Seijuurou merasakan denyut. Pelan menandakan kehidupan di jantungnya. Kepalanya serasa dibanting dan diterjang pening, tubuhnya seakan terpelanting.

Visinya blur.

Samar-samar terbersit derai kenangan akan ratusan kuntum bunga dan persegi empat dan bening kaca—

"Ma-maaf membuatmu menungggu."

—pintu terbuka.

Seijuurou berinhalasi dalam, menoleh pada pemuda yang menutup pintu kembali, dan mengulurkan sebuah ponsel padanya.

"Si-silakan pakai saja ini untuk menelepon sekarang."

Kouki mengejap mata melihat Seijuurou mengembus panjang setelah statis persis prasasti, tenang mengucapkan terima kasih, lalu mengambil ponsel dari tangannya.

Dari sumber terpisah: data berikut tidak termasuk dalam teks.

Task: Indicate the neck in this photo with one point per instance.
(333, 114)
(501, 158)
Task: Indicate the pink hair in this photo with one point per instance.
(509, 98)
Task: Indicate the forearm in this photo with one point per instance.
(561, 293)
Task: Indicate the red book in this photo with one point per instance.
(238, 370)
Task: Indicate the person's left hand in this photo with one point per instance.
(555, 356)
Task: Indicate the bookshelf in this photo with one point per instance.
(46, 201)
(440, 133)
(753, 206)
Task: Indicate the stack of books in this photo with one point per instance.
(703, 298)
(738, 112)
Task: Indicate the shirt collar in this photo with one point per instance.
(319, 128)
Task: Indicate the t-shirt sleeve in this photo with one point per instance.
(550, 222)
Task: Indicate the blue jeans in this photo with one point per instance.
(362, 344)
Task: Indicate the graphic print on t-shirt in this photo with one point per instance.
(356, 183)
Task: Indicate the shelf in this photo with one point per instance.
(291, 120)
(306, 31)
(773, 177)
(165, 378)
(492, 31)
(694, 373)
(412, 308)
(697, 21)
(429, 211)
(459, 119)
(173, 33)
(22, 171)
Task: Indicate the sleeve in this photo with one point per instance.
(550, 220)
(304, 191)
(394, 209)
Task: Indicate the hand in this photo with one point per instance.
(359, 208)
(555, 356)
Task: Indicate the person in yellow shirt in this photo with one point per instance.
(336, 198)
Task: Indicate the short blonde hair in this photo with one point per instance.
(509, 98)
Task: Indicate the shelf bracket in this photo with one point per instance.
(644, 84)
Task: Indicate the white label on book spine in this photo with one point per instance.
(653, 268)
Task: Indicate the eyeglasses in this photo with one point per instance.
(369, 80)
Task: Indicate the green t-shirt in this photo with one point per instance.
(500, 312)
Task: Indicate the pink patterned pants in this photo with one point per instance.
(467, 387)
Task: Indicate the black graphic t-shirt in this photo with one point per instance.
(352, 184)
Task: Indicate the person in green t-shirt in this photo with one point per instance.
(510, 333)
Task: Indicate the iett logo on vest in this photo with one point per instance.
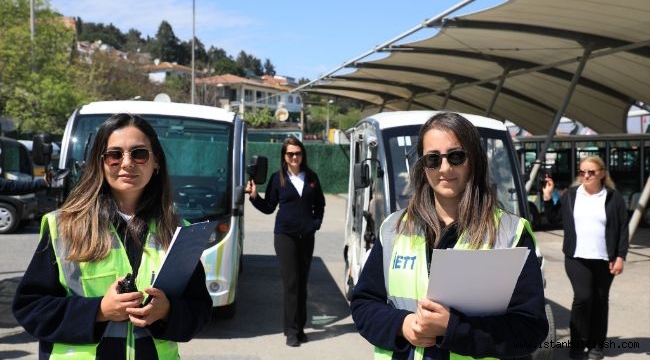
(405, 262)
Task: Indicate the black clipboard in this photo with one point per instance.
(182, 256)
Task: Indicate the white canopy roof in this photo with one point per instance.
(534, 46)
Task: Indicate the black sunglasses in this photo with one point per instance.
(588, 172)
(292, 154)
(454, 158)
(139, 156)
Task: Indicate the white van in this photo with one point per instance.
(382, 152)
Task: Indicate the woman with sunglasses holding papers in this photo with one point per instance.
(594, 217)
(452, 206)
(296, 190)
(119, 219)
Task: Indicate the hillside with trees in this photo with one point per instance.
(44, 75)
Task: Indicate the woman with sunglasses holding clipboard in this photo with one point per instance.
(594, 217)
(452, 206)
(118, 220)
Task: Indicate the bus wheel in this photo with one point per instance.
(545, 351)
(224, 312)
(8, 218)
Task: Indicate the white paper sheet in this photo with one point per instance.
(476, 282)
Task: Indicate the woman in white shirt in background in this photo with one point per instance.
(594, 217)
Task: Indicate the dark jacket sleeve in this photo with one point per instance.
(319, 202)
(21, 187)
(43, 308)
(268, 204)
(377, 321)
(516, 333)
(622, 231)
(188, 314)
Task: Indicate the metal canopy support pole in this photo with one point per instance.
(410, 102)
(497, 91)
(639, 208)
(382, 106)
(447, 95)
(558, 116)
(193, 51)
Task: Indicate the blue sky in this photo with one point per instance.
(302, 39)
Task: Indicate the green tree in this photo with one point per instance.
(250, 63)
(38, 87)
(108, 34)
(166, 45)
(261, 118)
(134, 41)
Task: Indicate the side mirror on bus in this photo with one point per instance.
(42, 149)
(361, 175)
(258, 168)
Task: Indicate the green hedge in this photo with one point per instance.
(330, 161)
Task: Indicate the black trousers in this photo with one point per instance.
(591, 281)
(294, 255)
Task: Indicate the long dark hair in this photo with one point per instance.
(478, 203)
(90, 208)
(291, 140)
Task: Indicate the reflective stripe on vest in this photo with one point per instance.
(406, 276)
(92, 279)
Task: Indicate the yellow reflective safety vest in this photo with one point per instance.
(92, 279)
(400, 251)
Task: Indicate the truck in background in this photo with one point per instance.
(16, 164)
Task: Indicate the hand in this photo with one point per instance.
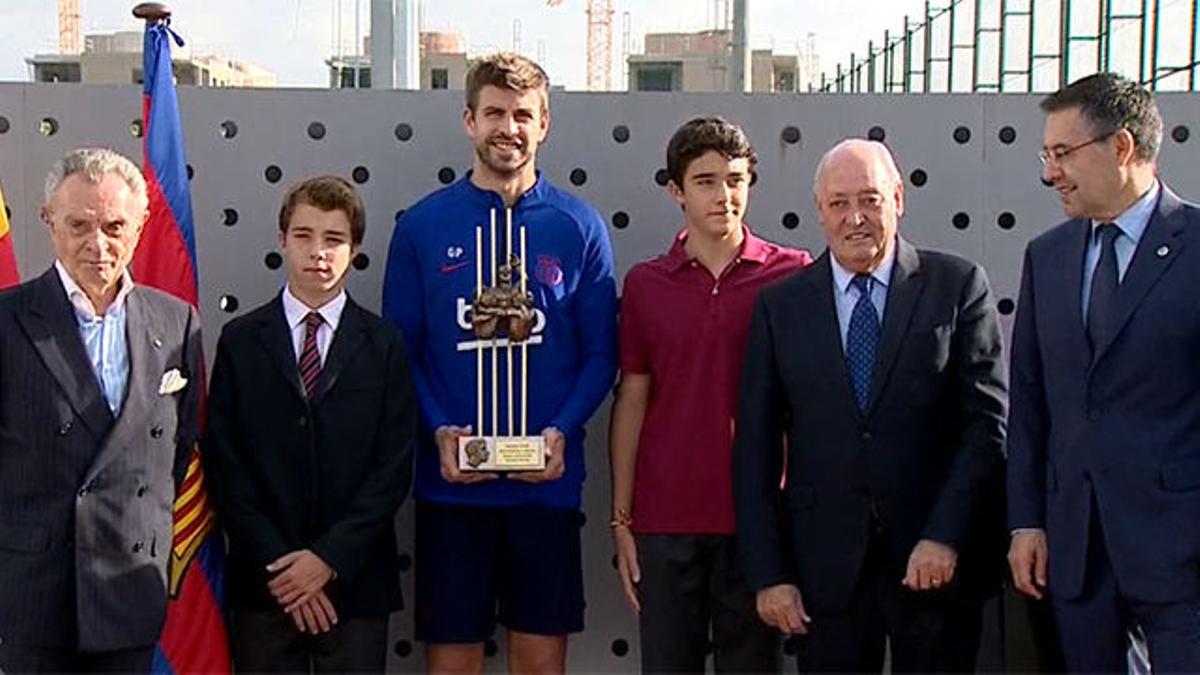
(300, 577)
(556, 447)
(448, 449)
(1027, 560)
(627, 565)
(316, 615)
(783, 608)
(930, 566)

Pemuda yang keluar dari kamar bernomor empat itu duduk di sisi Seijuurou yang sigap menghubungi suatu nomor. Keduanya tidak saling pandang. Sama-sama menerawang pada dinding kusam di depan mereka.

"Halo?"

Kouki meresapi seruan "Seijuurou-sama!" dan rentetan tanya tanpa henti dari seberang sambungan setelah pemuda di sampingnya mengucap halo. Dia tidak bersuara sama sekali memegangi tiang infus yang bergoyang pelan ketika ditariknya mendekat.

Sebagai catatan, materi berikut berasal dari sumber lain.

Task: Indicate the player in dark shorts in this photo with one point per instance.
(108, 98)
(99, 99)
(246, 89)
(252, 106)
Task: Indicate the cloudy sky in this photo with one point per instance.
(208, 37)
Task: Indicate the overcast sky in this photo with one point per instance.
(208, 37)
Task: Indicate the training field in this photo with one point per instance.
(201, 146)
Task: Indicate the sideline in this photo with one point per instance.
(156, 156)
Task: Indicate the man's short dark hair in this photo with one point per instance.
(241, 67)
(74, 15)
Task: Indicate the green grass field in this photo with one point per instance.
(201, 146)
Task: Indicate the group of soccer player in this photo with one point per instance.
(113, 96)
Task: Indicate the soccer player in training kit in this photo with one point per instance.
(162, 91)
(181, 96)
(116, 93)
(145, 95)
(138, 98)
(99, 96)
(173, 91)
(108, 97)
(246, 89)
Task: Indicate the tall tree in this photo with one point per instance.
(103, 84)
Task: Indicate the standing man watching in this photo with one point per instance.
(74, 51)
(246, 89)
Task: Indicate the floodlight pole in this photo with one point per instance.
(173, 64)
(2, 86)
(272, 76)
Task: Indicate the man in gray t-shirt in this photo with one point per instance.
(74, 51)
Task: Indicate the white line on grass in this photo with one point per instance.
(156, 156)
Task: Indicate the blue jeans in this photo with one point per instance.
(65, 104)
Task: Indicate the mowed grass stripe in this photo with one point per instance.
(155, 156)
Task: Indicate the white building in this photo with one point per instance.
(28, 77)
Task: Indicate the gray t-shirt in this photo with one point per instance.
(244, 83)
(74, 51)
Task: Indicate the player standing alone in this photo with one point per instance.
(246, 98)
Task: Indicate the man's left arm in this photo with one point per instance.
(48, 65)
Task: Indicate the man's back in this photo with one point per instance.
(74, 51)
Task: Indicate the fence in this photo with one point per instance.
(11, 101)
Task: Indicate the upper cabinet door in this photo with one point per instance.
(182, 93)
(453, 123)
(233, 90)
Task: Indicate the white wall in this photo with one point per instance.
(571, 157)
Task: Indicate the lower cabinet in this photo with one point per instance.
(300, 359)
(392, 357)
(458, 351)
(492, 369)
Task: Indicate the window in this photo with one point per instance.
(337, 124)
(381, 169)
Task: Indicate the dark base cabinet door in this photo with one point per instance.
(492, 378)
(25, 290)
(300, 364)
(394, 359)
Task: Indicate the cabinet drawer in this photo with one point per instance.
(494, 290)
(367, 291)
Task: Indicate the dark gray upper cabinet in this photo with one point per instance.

Eks-kapten tim basket Teikou itu sangat tahu diri ponsel yang dipakainya untuk menelepon adalah pinjaman, maka dari itu ia mendiamkan siapa pun orang di seberang yang dihubunginya, lalu menjawab posisinya berada di Rumah Sakit Touhashi dan ingin segera lawan bicaranya bergegas datang kemari.

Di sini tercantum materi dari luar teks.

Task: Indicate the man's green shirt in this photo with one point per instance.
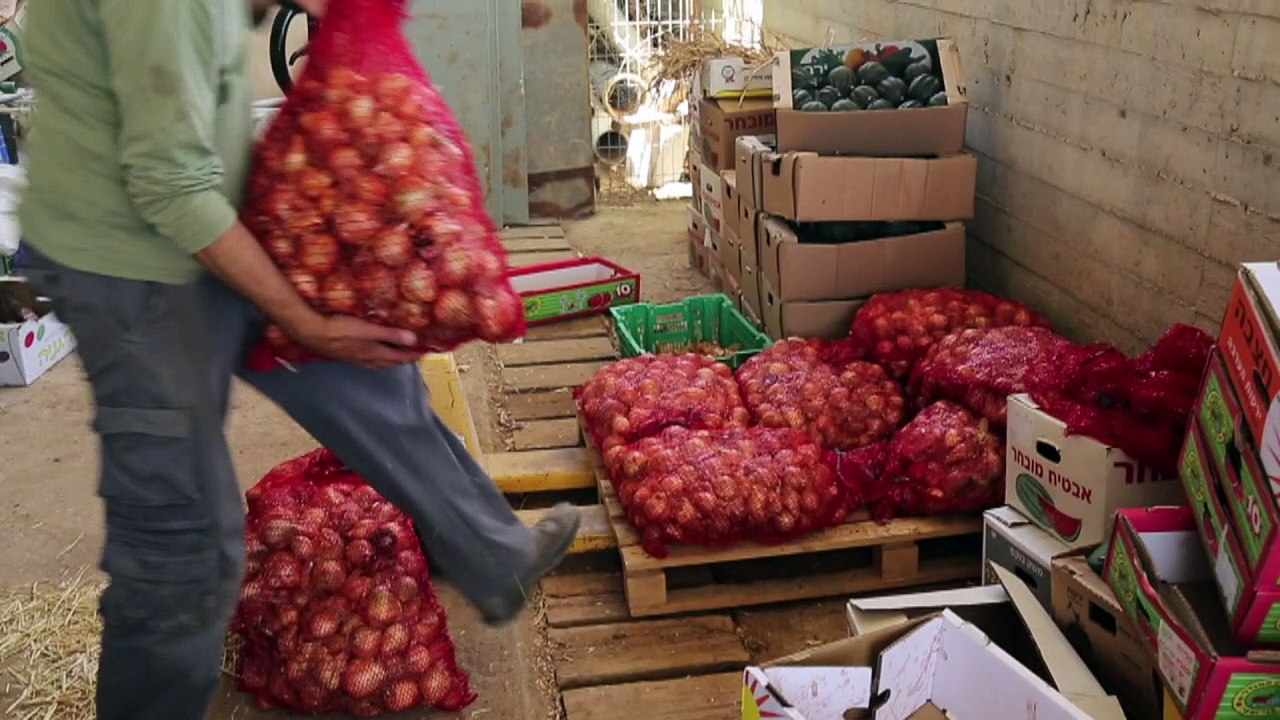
(141, 136)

Meski Kouki ada di sisi Seijuurou, ia tidak mencuri dengar. Tidak ketika ia menghayati petikan melodis itu halus memanggilnya untuk kembali ke kamar dengan penjelasan dan perkenalan. Termangu dengan diagnosa yang ingin ia lupakan, Kouki termangu membayang kosakata mengambang dalam nada-nada romansa.

Seijuurou memutus sambungan itu sebelum dijejali pertanyaan lebih banyak lagi, ia menoleh ke samping, menemukan seseorang di sebelahnya dengan mata berkaca-kaca.

"Terima kasih, Furihata-kun."

Ponsel yang menyentuh lengannya yang terjuntai itu menyentak Kouki.

"Oh." Kouki mengambil ponsel dari Seijuurou. Jemari mereka bertemu dalam sentuhan kasual. Ia berdiri lagi. "Maaf, aku mengembalikan ponsel ini dulu."

Dalam ketergesaan yang Seijuurou biarkan, Kouki tertatih lagi hendak masuk ke kamar, mendorong pintu terbuka.

Dari ruangan itu, berhamburan gerimis kata bermelodi akustik ritmis yang dinamis terdengar manis menyakitkan.

.

Suatu hari nanti

Di hari yang tidak pernah dinanti

Kita akan bertemu lagi

Bila tak seperti ini

'ku tak tahu lagi

dalam rupa apa kita akan berjumpa

Kali nanti

Kita bersama

Bisakah kupinta selamanya?

.

Alun melodi sepenuh hati terhenti.

"Kenapa kau berdiri saja di situ?"

Suara dari dalam itu menyentak kedua pemuda yang tersihir olehnya.

"Yang tadi itu payah sekali, ya? Kau sampai bengong begitu."

"..."

"Kouki ..."

Jeda.

Keheningan mengerikan menelan suara tegukan saliva, " ... kau masih marah padaku?"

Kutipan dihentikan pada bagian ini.